CHAP. III.

Of Pastoral Descriptions. And what Authors have the finest.

Of Images are form'd Descriptions, as by a Combination of Thoughts a
Speech is composed. And a Description is good or bad, chiefly as the
Images or Circumstances are judiciously, or otherwise, chosen; and
artfully put together.

As to the putting them together, I shall only observe, that in Descriptions of the Heat of Love, not in Pastoral, but in such Pieces as Sapho's, or the like, the Circumstances should be couch'd extreamly close; in Epick Poetry the Circumstances should be somewhat less closely heap'd together; and that Pastoral requires 'em the most diffuse of any; being of a Nature extreamly calm and sedate.

Hence we may learn what Length Pastoral will admit of in it's
Descriptions. And certain it is, that as we are easily wearied by a cold
Speech, so are we by a cold Description, unless very concise.

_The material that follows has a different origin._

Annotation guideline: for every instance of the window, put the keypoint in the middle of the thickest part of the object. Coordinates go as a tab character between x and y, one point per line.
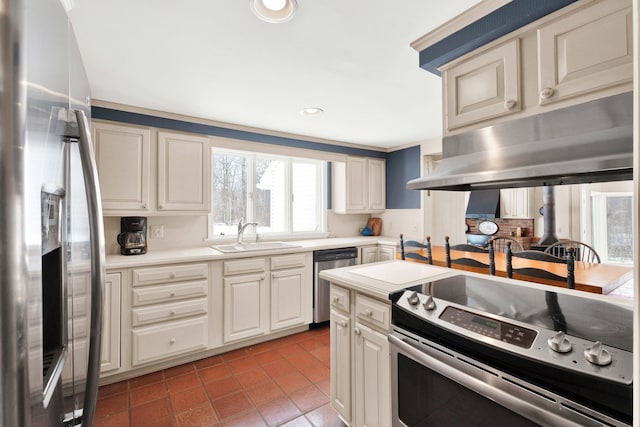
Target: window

But as those Poets whose Minds have delighted in Pastoral Images have always been Men of Pleasurable Fancies, and who never would bring their Minds under the Regulation of Art; all who have touch'd Pastoral the finest have egregiously offended in this Particular. The only Writers, I think, who have ever had Genius's form'd for Pastoral Images, are Ovid and Spencer; which appear's from the Metamorphoses of the first, and the Fairy-Queen of the latter. As for Theocritus, he seem's to me to be better in the Pastoral Thought than Image; and as I rank together Ovid and Spencer, so I put Theocritus in the same Class with Otway. And I think any one of these Four, if he had form'd his Mind aright by Art, (that is, had either thoroughly understood Criticism in all it's Branches, or else never vitiated his natural Genius by any Learning) was capable of giving the World a perfect Sett of Pastorals. The former two would have run most upon beautiful Images, and the latter two upon Agreeable Thoughts.

I need not instance in the tedious Descriptions of Theocritus, Ovid and Spencer. But certainly, if long Descriptions are faulty in Epick Poetry, as they prevent the Curiosity of the Reader, and leave him nothing to invent, or to imploy his own Mind upon, they are in Pastoral much more disagreeable. Tho' if any thing would excuse a long Description, there is in Ovid and Spencer, that inimitable Delightfulness, which would make 'em pass. Virgil has no Descriptions in his Pastorals so long as Spencer, and Heavens deliver us if he had; for as 'tis, I can better read the longest of Spencer's, than the shortest of his, in his Pastorals.